Shark Tank’s Kevin O’Leary is out on Harris’ economic agenda.
In an interview with CNN on Saturday, the 70-year-old investor tore into several components of Harris’ plan to make the cost of living more affordable for everyday Americans, beginning with her proposal to implement a federal ban on price gouging on groceries.
“They tried that in Venezuela, Cuba, North Korea, the USSR,” O’Leary said. “No, that’s not going to work.”
Harris announced a broad economic platform at a rally in North Carolina last week that includes expansions for child tax credits and funding for affordable housing. She also announced a plan to penalize big corporations for price spikes on everyday essentials, a policy that has already become political fodder for conservatives.
O’Leary isn’t alone in comparing Harris’ price gouging proposal to models in socialist states. The Wall Street Journal editorial board on Friday called the plan a resort “to Venezuelan-style left-wing populism,” and argued price controls have failed everywhere they’ve been tried, “from Moscow to Caracas.” The Trump campaign also associated the policy with Cuba and Venezuela following the rollout of Harris’ agenda on Friday.

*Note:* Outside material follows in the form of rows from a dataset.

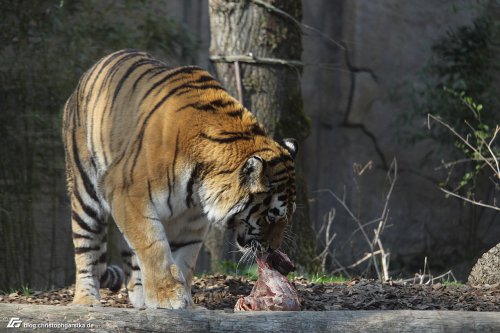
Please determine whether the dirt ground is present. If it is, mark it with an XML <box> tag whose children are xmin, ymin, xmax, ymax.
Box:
<box><xmin>0</xmin><ymin>275</ymin><xmax>500</xmax><ymax>311</ymax></box>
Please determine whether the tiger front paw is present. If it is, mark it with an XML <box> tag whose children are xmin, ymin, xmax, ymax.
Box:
<box><xmin>145</xmin><ymin>264</ymin><xmax>193</xmax><ymax>309</ymax></box>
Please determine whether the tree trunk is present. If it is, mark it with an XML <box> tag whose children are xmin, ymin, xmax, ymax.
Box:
<box><xmin>0</xmin><ymin>304</ymin><xmax>500</xmax><ymax>333</ymax></box>
<box><xmin>469</xmin><ymin>244</ymin><xmax>500</xmax><ymax>285</ymax></box>
<box><xmin>209</xmin><ymin>0</ymin><xmax>314</xmax><ymax>270</ymax></box>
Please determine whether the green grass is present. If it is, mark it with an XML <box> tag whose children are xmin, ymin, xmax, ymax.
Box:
<box><xmin>442</xmin><ymin>281</ymin><xmax>464</xmax><ymax>287</ymax></box>
<box><xmin>0</xmin><ymin>284</ymin><xmax>35</xmax><ymax>296</ymax></box>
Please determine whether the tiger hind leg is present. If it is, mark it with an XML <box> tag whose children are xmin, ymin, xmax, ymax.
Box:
<box><xmin>122</xmin><ymin>246</ymin><xmax>145</xmax><ymax>308</ymax></box>
<box><xmin>71</xmin><ymin>193</ymin><xmax>106</xmax><ymax>305</ymax></box>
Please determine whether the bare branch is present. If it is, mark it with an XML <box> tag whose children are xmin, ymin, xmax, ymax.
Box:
<box><xmin>440</xmin><ymin>187</ymin><xmax>500</xmax><ymax>211</ymax></box>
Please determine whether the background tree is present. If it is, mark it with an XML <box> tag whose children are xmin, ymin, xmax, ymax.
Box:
<box><xmin>206</xmin><ymin>0</ymin><xmax>314</xmax><ymax>269</ymax></box>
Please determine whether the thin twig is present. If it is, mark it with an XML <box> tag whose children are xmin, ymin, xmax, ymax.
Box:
<box><xmin>439</xmin><ymin>187</ymin><xmax>500</xmax><ymax>211</ymax></box>
<box><xmin>209</xmin><ymin>53</ymin><xmax>304</xmax><ymax>67</ymax></box>
<box><xmin>427</xmin><ymin>113</ymin><xmax>497</xmax><ymax>173</ymax></box>
<box><xmin>251</xmin><ymin>0</ymin><xmax>345</xmax><ymax>50</ymax></box>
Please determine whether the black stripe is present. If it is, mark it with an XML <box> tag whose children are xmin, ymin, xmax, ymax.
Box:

The cost of groceries has become a touchstone of the persistent inflation President Biden has grappled with since entering office, which has now become a pivotal issue in the presidential race. Food prices have risen more than 20% in the last four years, and more than two-thirds of Americans say food prices are where they’ve seen the effects of inflation the most. Earlier this month, Massachusetts Senator Elizabeth Warren sent a letter to Kroger, one of the biggest grocery chains in the U.S., accusing the supermarket of price gouging.

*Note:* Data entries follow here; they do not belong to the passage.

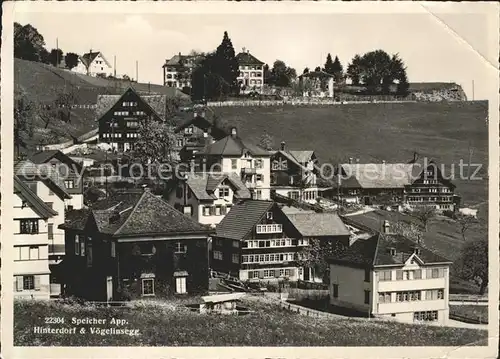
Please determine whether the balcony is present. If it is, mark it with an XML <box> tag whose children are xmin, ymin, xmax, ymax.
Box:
<box><xmin>241</xmin><ymin>167</ymin><xmax>257</xmax><ymax>175</ymax></box>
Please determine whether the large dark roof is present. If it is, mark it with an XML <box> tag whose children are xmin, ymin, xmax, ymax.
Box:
<box><xmin>330</xmin><ymin>233</ymin><xmax>450</xmax><ymax>267</ymax></box>
<box><xmin>236</xmin><ymin>52</ymin><xmax>264</xmax><ymax>65</ymax></box>
<box><xmin>199</xmin><ymin>135</ymin><xmax>271</xmax><ymax>157</ymax></box>
<box><xmin>216</xmin><ymin>200</ymin><xmax>274</xmax><ymax>240</ymax></box>
<box><xmin>61</xmin><ymin>192</ymin><xmax>210</xmax><ymax>237</ymax></box>
<box><xmin>14</xmin><ymin>176</ymin><xmax>57</xmax><ymax>218</ymax></box>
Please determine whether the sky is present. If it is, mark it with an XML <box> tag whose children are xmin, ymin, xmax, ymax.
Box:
<box><xmin>15</xmin><ymin>5</ymin><xmax>498</xmax><ymax>100</ymax></box>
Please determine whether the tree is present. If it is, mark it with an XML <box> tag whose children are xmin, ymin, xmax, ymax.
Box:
<box><xmin>214</xmin><ymin>31</ymin><xmax>240</xmax><ymax>94</ymax></box>
<box><xmin>455</xmin><ymin>213</ymin><xmax>478</xmax><ymax>241</ymax></box>
<box><xmin>324</xmin><ymin>54</ymin><xmax>335</xmax><ymax>75</ymax></box>
<box><xmin>271</xmin><ymin>60</ymin><xmax>297</xmax><ymax>87</ymax></box>
<box><xmin>64</xmin><ymin>52</ymin><xmax>78</xmax><ymax>70</ymax></box>
<box><xmin>347</xmin><ymin>55</ymin><xmax>363</xmax><ymax>86</ymax></box>
<box><xmin>453</xmin><ymin>236</ymin><xmax>488</xmax><ymax>295</ymax></box>
<box><xmin>298</xmin><ymin>239</ymin><xmax>346</xmax><ymax>283</ymax></box>
<box><xmin>49</xmin><ymin>49</ymin><xmax>63</xmax><ymax>67</ymax></box>
<box><xmin>133</xmin><ymin>120</ymin><xmax>176</xmax><ymax>165</ymax></box>
<box><xmin>332</xmin><ymin>56</ymin><xmax>344</xmax><ymax>83</ymax></box>
<box><xmin>412</xmin><ymin>206</ymin><xmax>436</xmax><ymax>232</ymax></box>
<box><xmin>258</xmin><ymin>132</ymin><xmax>274</xmax><ymax>151</ymax></box>
<box><xmin>14</xmin><ymin>22</ymin><xmax>47</xmax><ymax>62</ymax></box>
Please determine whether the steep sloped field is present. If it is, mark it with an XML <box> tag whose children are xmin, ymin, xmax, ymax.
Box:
<box><xmin>213</xmin><ymin>102</ymin><xmax>488</xmax><ymax>204</ymax></box>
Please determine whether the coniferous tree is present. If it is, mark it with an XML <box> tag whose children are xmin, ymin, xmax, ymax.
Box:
<box><xmin>214</xmin><ymin>31</ymin><xmax>239</xmax><ymax>94</ymax></box>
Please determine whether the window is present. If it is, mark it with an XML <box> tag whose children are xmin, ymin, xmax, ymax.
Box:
<box><xmin>19</xmin><ymin>219</ymin><xmax>38</xmax><ymax>234</ymax></box>
<box><xmin>142</xmin><ymin>278</ymin><xmax>155</xmax><ymax>296</ymax></box>
<box><xmin>219</xmin><ymin>187</ymin><xmax>229</xmax><ymax>198</ymax></box>
<box><xmin>175</xmin><ymin>242</ymin><xmax>187</xmax><ymax>253</ymax></box>
<box><xmin>75</xmin><ymin>234</ymin><xmax>80</xmax><ymax>256</ymax></box>
<box><xmin>184</xmin><ymin>206</ymin><xmax>193</xmax><ymax>216</ymax></box>
<box><xmin>22</xmin><ymin>275</ymin><xmax>35</xmax><ymax>290</ymax></box>
<box><xmin>365</xmin><ymin>269</ymin><xmax>371</xmax><ymax>283</ymax></box>
<box><xmin>396</xmin><ymin>269</ymin><xmax>403</xmax><ymax>280</ymax></box>
<box><xmin>379</xmin><ymin>270</ymin><xmax>392</xmax><ymax>282</ymax></box>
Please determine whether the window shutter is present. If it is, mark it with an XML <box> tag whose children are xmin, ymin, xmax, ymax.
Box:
<box><xmin>34</xmin><ymin>275</ymin><xmax>40</xmax><ymax>290</ymax></box>
<box><xmin>16</xmin><ymin>276</ymin><xmax>23</xmax><ymax>292</ymax></box>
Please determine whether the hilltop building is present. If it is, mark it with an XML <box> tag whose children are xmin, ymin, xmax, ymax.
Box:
<box><xmin>236</xmin><ymin>48</ymin><xmax>264</xmax><ymax>93</ymax></box>
<box><xmin>71</xmin><ymin>50</ymin><xmax>114</xmax><ymax>77</ymax></box>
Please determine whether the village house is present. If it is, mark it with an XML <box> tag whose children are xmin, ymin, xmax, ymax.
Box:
<box><xmin>61</xmin><ymin>190</ymin><xmax>210</xmax><ymax>301</ymax></box>
<box><xmin>13</xmin><ymin>176</ymin><xmax>54</xmax><ymax>300</ymax></box>
<box><xmin>195</xmin><ymin>128</ymin><xmax>271</xmax><ymax>200</ymax></box>
<box><xmin>299</xmin><ymin>71</ymin><xmax>335</xmax><ymax>98</ymax></box>
<box><xmin>168</xmin><ymin>172</ymin><xmax>251</xmax><ymax>227</ymax></box>
<box><xmin>329</xmin><ymin>228</ymin><xmax>451</xmax><ymax>324</ymax></box>
<box><xmin>175</xmin><ymin>110</ymin><xmax>228</xmax><ymax>162</ymax></box>
<box><xmin>337</xmin><ymin>157</ymin><xmax>456</xmax><ymax>211</ymax></box>
<box><xmin>30</xmin><ymin>150</ymin><xmax>83</xmax><ymax>210</ymax></box>
<box><xmin>210</xmin><ymin>200</ymin><xmax>350</xmax><ymax>281</ymax></box>
<box><xmin>271</xmin><ymin>142</ymin><xmax>319</xmax><ymax>203</ymax></box>
<box><xmin>96</xmin><ymin>88</ymin><xmax>175</xmax><ymax>152</ymax></box>
<box><xmin>162</xmin><ymin>52</ymin><xmax>204</xmax><ymax>90</ymax></box>
<box><xmin>71</xmin><ymin>50</ymin><xmax>114</xmax><ymax>77</ymax></box>
<box><xmin>236</xmin><ymin>48</ymin><xmax>264</xmax><ymax>93</ymax></box>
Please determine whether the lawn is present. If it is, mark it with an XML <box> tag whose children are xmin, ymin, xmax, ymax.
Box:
<box><xmin>213</xmin><ymin>101</ymin><xmax>488</xmax><ymax>205</ymax></box>
<box><xmin>14</xmin><ymin>298</ymin><xmax>487</xmax><ymax>346</ymax></box>
<box><xmin>450</xmin><ymin>305</ymin><xmax>488</xmax><ymax>323</ymax></box>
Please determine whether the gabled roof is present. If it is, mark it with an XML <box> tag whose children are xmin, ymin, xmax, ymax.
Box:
<box><xmin>236</xmin><ymin>52</ymin><xmax>264</xmax><ymax>65</ymax></box>
<box><xmin>216</xmin><ymin>200</ymin><xmax>275</xmax><ymax>240</ymax></box>
<box><xmin>197</xmin><ymin>135</ymin><xmax>271</xmax><ymax>157</ymax></box>
<box><xmin>96</xmin><ymin>87</ymin><xmax>167</xmax><ymax>120</ymax></box>
<box><xmin>80</xmin><ymin>51</ymin><xmax>111</xmax><ymax>67</ymax></box>
<box><xmin>14</xmin><ymin>160</ymin><xmax>71</xmax><ymax>198</ymax></box>
<box><xmin>285</xmin><ymin>212</ymin><xmax>350</xmax><ymax>237</ymax></box>
<box><xmin>60</xmin><ymin>191</ymin><xmax>210</xmax><ymax>237</ymax></box>
<box><xmin>329</xmin><ymin>233</ymin><xmax>451</xmax><ymax>267</ymax></box>
<box><xmin>14</xmin><ymin>176</ymin><xmax>57</xmax><ymax>219</ymax></box>
<box><xmin>186</xmin><ymin>172</ymin><xmax>251</xmax><ymax>200</ymax></box>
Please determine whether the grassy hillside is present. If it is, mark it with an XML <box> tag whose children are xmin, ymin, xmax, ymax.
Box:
<box><xmin>214</xmin><ymin>102</ymin><xmax>488</xmax><ymax>204</ymax></box>
<box><xmin>14</xmin><ymin>59</ymin><xmax>188</xmax><ymax>144</ymax></box>
<box><xmin>14</xmin><ymin>298</ymin><xmax>488</xmax><ymax>347</ymax></box>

O’Leary also ripped the vice president’s new housing platform, which is targeting three million new homes by the end of her first term. The plan includes proposals to provide $40 billion in new funding for housing construction and $25,000 grants toward down-payment assistance for first-time homebuyers.
“When you give $25,000 to anybody in a constrained market, you cause inflation,” O’Leary said. “So if there’s three houses for sale on the street and everybody bidding on it gets another $25,000, all of that attributes to the seller, and you cause the price of the house to go up because there’s no supply.”
Harris has also proposed new legislation that would crack down on investors who buy houses and apartments in bulk to flip at a higher price.
Skyrocketing home prices have left many first-time home buyers feeling locked out of the housing market. In an interview with Fortune following Biden’s State of the Union address earlier this year, deputy secretary of the Treasury Adewale Adeyemo said the affordability crisis wouldn’t be solved until the housing supply increased dramatically.
“Everybody knows in real estate … that it’s not controlled by federal mandate,” O’Leary said. “Housing is state by state. She can do nothing to solve that problem. There’s no way she’s building 3 million houses. Which state is going to give her that mandate?”